C’est après la guerre seulement que j’ai eu l’honneur, et je puis dire le bonheur, d’être reçu célibataire, puis marié, chez la princesse Mathilde, dont j’espère parler un jour. Quant à son frère, le prince Napoléon, vous n’ignorez pas le mot de Napoléon III : « Je suis le seul bonapartiste de la famille ; l’impératrice est légitimiste et le prince Napoléon républicain. » Ce dernier qualificatif ne m’attira pas vers l’hôtel de l’avenue Montaigne, où celui qu’Edmond About appela « le César déclassé » frondait les actes de son impérial cousin en compagnie de députés et de journalistes démocrates. Du reste l’empereur était le plus indulgent des hommes, même pour sa famille de la main gauche, si bien que je crois imaginée cette réponse à la demande de son fils : « Papa, quelle est la différence entre un malheur et un accident ? – Ton oncle, le prince Napoléon, tombe à l’eau : c’est un accident ; on le retire : c’est un malheur. »

Les Murat

Tous trois, le général, Achille et Louis, ainsi que la duchesse de Mouchy, leur sœur, étaient absolument exempts de morgue et par là très populaires. On leur sut gré aussi de ce qu’étant très beaux tous les quatre, ils n’eurent jamais l’ombre, les uns de fatuité, l’autre de coquetterie.

J’ai soupé plus d’une fois avec Achille et Louis, surtout avec le dernier, mon cadet de quelques années. Son extrême jeunesse explique l’éblouissement ingénu que lui causa, lors de son premier souper, l’entrée dans un cabinet du Café Anglais de Cora Pearl et la facilité avec laquelle il lui attribua sinon toutes les vertus, du moins toutes les séductions. Cet enthousiasme lui passa aux Antilles où sa famille l’avait envoyé s’assagir, et au retour il a été le premier à en rire avec Cora elle-même quand le métier lui en laissait le temps.

Pierre Bonaparte

Juin 1870. – Paul de Cassagnac que je venais voir au Pays me dit un matin :

– Je t’emmène déjeuner.

– Où ?

– À Auteuil. Je t’ai annoncé. On te fera bon accueil.

– Une femme ?

– Ne t’échauffe pas… Le brave homme qui s’appelle le prince Pierre Bonaparte.

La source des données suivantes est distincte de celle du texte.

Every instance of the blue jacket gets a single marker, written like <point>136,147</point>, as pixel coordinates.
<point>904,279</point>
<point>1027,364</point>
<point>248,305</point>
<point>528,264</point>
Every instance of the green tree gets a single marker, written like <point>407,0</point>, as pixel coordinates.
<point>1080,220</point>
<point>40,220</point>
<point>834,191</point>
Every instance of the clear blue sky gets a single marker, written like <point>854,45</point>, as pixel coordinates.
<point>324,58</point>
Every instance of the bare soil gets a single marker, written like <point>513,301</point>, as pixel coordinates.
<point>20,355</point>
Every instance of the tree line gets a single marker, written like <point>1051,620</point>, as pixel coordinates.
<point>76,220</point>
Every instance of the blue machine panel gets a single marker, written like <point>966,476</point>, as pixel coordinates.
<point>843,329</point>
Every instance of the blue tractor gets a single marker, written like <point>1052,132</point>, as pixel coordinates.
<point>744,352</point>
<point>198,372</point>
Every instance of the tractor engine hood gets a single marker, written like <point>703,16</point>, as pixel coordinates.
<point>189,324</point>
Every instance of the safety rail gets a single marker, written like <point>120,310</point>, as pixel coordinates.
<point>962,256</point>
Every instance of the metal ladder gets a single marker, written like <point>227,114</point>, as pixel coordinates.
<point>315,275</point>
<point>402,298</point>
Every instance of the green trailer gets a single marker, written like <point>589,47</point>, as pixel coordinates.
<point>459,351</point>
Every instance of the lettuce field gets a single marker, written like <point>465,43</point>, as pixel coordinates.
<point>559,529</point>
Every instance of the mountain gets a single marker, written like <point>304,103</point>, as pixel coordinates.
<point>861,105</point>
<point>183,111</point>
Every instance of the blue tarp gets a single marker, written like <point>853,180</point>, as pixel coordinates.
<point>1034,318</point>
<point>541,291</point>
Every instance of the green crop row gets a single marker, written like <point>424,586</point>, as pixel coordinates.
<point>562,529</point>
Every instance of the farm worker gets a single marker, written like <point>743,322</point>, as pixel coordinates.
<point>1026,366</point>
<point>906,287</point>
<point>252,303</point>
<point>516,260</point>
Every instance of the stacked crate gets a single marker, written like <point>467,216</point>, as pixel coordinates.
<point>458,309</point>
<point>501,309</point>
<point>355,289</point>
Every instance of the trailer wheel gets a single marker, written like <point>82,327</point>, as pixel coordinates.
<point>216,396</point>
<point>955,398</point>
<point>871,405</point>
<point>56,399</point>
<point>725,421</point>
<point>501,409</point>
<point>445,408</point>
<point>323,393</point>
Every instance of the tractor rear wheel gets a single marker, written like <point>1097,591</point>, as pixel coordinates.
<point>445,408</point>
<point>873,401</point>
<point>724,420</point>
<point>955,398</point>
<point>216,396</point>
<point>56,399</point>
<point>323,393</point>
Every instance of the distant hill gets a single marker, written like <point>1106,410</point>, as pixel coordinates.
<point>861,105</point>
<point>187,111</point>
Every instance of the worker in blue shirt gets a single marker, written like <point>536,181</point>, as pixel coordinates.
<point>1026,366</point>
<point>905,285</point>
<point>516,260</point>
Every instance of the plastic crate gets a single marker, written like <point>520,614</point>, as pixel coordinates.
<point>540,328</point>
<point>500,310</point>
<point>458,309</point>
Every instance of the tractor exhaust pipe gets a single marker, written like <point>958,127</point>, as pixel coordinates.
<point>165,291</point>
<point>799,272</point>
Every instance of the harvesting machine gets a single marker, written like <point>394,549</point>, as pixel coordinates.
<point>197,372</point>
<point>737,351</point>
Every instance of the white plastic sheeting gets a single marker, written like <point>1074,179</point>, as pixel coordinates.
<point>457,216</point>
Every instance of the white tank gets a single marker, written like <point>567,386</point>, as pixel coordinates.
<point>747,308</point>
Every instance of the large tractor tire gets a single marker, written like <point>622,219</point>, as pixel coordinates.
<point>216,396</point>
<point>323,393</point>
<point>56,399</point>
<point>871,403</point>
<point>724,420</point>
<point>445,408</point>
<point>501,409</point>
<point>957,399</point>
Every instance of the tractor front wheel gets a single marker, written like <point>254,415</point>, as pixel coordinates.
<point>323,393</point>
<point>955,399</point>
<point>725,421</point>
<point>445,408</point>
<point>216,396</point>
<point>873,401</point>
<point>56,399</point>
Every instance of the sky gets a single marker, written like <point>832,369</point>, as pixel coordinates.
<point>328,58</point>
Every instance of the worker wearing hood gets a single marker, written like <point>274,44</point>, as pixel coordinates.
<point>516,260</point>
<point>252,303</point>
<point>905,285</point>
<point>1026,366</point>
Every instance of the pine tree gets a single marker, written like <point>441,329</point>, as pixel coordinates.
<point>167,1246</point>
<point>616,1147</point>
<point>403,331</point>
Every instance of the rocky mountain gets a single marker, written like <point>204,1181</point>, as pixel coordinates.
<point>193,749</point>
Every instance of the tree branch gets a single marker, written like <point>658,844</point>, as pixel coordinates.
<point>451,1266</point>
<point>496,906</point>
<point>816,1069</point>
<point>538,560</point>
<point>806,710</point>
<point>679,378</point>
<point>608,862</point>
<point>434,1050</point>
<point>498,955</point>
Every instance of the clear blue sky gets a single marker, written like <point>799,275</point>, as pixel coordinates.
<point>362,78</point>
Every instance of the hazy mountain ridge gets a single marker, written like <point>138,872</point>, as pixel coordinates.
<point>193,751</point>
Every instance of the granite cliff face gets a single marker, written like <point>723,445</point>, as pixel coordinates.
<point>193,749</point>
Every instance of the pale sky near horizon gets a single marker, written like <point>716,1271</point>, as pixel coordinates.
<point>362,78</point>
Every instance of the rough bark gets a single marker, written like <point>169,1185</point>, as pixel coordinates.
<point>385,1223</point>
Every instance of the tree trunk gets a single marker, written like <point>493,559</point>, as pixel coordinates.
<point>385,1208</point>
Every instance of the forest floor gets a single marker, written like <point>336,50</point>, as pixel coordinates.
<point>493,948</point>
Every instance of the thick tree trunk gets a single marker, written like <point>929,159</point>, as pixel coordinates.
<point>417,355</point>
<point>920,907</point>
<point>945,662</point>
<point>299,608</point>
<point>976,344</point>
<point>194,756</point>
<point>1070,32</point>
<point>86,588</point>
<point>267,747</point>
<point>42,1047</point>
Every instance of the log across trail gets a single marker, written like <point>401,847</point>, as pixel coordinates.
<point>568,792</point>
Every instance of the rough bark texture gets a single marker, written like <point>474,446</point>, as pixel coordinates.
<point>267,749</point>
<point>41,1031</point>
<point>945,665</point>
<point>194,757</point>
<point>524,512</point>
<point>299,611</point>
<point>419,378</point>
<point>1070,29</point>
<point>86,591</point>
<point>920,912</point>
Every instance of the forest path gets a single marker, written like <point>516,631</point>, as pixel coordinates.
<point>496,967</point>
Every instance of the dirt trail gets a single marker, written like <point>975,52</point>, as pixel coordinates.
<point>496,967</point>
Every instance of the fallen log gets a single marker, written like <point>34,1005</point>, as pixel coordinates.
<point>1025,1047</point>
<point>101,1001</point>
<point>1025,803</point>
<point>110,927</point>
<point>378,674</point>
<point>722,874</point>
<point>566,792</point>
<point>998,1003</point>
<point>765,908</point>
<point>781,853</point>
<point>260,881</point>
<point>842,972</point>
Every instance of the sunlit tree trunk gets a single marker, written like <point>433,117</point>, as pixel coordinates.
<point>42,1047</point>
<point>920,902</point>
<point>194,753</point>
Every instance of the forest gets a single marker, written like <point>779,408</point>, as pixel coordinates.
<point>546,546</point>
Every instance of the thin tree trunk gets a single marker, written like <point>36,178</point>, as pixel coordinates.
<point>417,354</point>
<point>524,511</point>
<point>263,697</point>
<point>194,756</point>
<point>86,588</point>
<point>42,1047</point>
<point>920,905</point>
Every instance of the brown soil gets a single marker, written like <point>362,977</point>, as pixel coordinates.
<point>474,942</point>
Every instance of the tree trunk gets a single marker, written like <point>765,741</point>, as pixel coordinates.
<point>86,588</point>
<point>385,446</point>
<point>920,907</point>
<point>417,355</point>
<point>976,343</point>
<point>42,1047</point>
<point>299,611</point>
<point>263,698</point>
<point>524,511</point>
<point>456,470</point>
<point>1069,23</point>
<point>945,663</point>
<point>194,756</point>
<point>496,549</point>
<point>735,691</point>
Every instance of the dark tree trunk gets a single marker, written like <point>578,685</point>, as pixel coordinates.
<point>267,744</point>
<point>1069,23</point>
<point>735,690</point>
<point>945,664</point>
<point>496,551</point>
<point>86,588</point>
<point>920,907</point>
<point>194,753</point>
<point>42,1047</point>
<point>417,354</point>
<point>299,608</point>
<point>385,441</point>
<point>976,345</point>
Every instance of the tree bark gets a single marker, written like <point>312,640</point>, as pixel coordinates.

Je tombe de mon haut, sachant de notoriété publique que Pierre Bonaparte, ancien député de la Montagne jusqu’au 2 décembre, boudait depuis ce temps-là le régime dont Paul de Cassagnac était l’impétueux champion. Mais je savais aussi qu’amené par lui je ne regretterais pas d’avoir pris mon chapeau et de le suivre.

À table, nous n’étions que quatre avec le prince, Cassagnac et moi et un troisième convive nommé Ducoux, ancien collègue de Pierre Bonaparte à la Législative, où il siégeait près de lui, gros homme très moustachu, encore plus barbu, le type connu de ces gaillards de l’extrême gauche qui faisaient dire au président Dupin, invité par la droite à rappeler à l’ordre leur turbulence : « Comment les reconnaître ? Ils se cachent tous dans leurs barbes ! »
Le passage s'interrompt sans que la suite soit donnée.